The Duggars creep me out.
Granted, as a Catholic I feel I’m supposed to admire their faith in family and God. But well before the scandal involving Josh Duggar, I found the J-loving, Baptist-believing family to be more cult than cute.
I first heard of patriarch Jim Bob Duggar and his clan through an email from my sister, who lives in Birmingham, Ala. "THE DUGGARS ARE HERE!" she exclaimed with a blurred photo attached of my niece standing beside a couple of teenage girls.
Who?
Somehow I'd missed this point of Christian pop culture. But months later I noticed my oldest daughter watching "17 (or was it 18 by then ... or 19?) Kids and Counting." I tuned in for a bit, but the show seemed trite, the storylines too simple, intentionally ignorant of modern life. The world fashioned by Jim Bob for his family seemed like a bubble ready to burst at the first prick of reality.
And yet …
For much of my adult life I’ve enjoyed the freedom that comes when you break with your dad. The reasons no longer matter, but the fact is I’ve never felt like I had to live up to his expectation. And a father’s expectation is a weighty thing. From college to spouse to career (which I previously shared on Catholic365.com about our RV trip this summer to Canada to follow the Women’s World Cup) I’ve felt free to do what I wanted to do.
But if the break led to lack of expectations, it also led to lack of example. The freedom to do what I wanted to do also meant the freedom to be what I wanted to be, which is an even weightier thing. And knowing what not to do, by example, doesn’t necessarily lead you to knowing what to do. I won't cheat on my wife and I won't leave my family are fine things.
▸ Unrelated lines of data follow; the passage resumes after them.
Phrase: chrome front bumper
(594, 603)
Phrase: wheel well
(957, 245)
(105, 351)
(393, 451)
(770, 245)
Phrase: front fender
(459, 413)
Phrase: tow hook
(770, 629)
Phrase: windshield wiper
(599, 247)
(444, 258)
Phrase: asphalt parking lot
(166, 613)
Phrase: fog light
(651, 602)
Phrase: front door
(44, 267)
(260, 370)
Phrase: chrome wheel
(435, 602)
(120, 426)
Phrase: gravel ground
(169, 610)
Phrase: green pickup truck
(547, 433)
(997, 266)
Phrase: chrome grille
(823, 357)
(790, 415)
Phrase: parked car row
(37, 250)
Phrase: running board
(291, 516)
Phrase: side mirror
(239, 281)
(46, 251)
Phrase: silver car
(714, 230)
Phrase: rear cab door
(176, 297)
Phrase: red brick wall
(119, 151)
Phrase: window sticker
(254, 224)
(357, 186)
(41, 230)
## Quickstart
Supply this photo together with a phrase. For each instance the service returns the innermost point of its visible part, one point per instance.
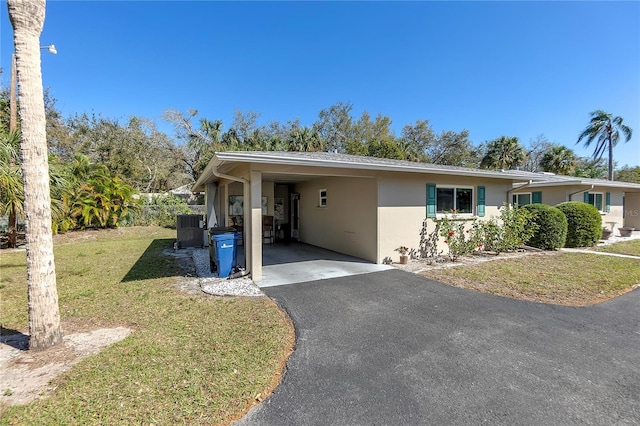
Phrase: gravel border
(212, 284)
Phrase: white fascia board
(314, 162)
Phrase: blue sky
(494, 68)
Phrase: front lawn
(191, 358)
(562, 278)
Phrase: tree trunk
(27, 18)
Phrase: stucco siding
(632, 210)
(347, 224)
(403, 203)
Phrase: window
(521, 199)
(322, 201)
(458, 199)
(602, 201)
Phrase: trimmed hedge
(552, 226)
(584, 224)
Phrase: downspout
(577, 192)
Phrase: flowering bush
(403, 250)
(459, 240)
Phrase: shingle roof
(332, 159)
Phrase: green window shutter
(536, 197)
(431, 200)
(481, 200)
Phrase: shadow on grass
(153, 263)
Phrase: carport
(363, 207)
(298, 262)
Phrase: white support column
(253, 218)
(213, 204)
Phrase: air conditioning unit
(189, 227)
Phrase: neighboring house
(367, 207)
(617, 202)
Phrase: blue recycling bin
(225, 252)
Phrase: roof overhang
(226, 160)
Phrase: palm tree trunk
(27, 18)
(13, 228)
(610, 134)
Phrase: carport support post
(212, 199)
(254, 233)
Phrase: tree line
(98, 163)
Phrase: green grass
(560, 278)
(191, 359)
(631, 247)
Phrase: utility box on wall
(189, 227)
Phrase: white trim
(516, 194)
(322, 199)
(473, 189)
(603, 201)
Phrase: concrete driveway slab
(392, 348)
(297, 262)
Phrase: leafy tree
(27, 19)
(605, 129)
(559, 159)
(416, 140)
(98, 199)
(385, 148)
(536, 150)
(589, 168)
(628, 174)
(503, 153)
(303, 139)
(335, 126)
(454, 149)
(136, 151)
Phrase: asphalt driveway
(391, 348)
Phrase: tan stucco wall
(632, 210)
(402, 208)
(348, 223)
(557, 195)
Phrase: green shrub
(584, 224)
(551, 224)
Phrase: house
(617, 202)
(361, 206)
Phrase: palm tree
(27, 19)
(606, 129)
(11, 193)
(503, 153)
(559, 159)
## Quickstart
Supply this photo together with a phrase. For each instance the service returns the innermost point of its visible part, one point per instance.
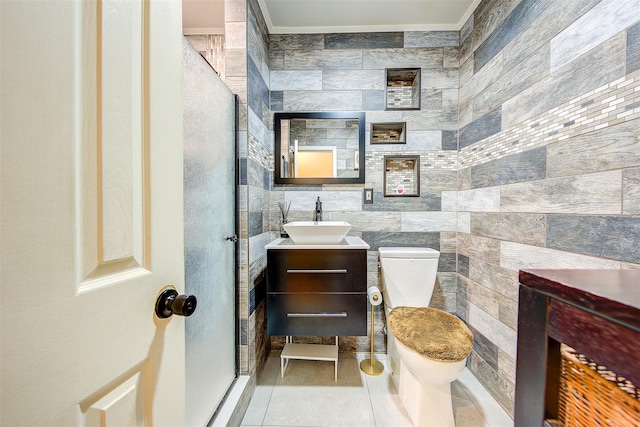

But addition by subtraction is hardly an ideal recipe for a faith-filled life.
So for much of my life as a father of three girls I’ve found myself studying others for examples. My friend, Tom A., and the way he leaps headfirst into the play world of his kids. Or David D.'s stoic self-assurance in handling everything from his daughters to power tools. Or the calm that exudes from Casey U. while coaching a soccer team.
Despite my Duggar doubts, deep down there’s part of me that envies the ease with which Jim Bob rules the roost. How comfortable he seems being The Man, whether it's leading in a family devotional or granting his blessing for a daughter's marriage. I’d feel like a fake if I tried to pull off Jim Bob’s shtick, but that’s more about me than him.
So while in some circles it’s trendy to dump the Duggars, I seek to take along some of their spirit -- their example -- for my own family.
And I strive to remember that I’m the one setting the example now, which is the weightiest thing of all.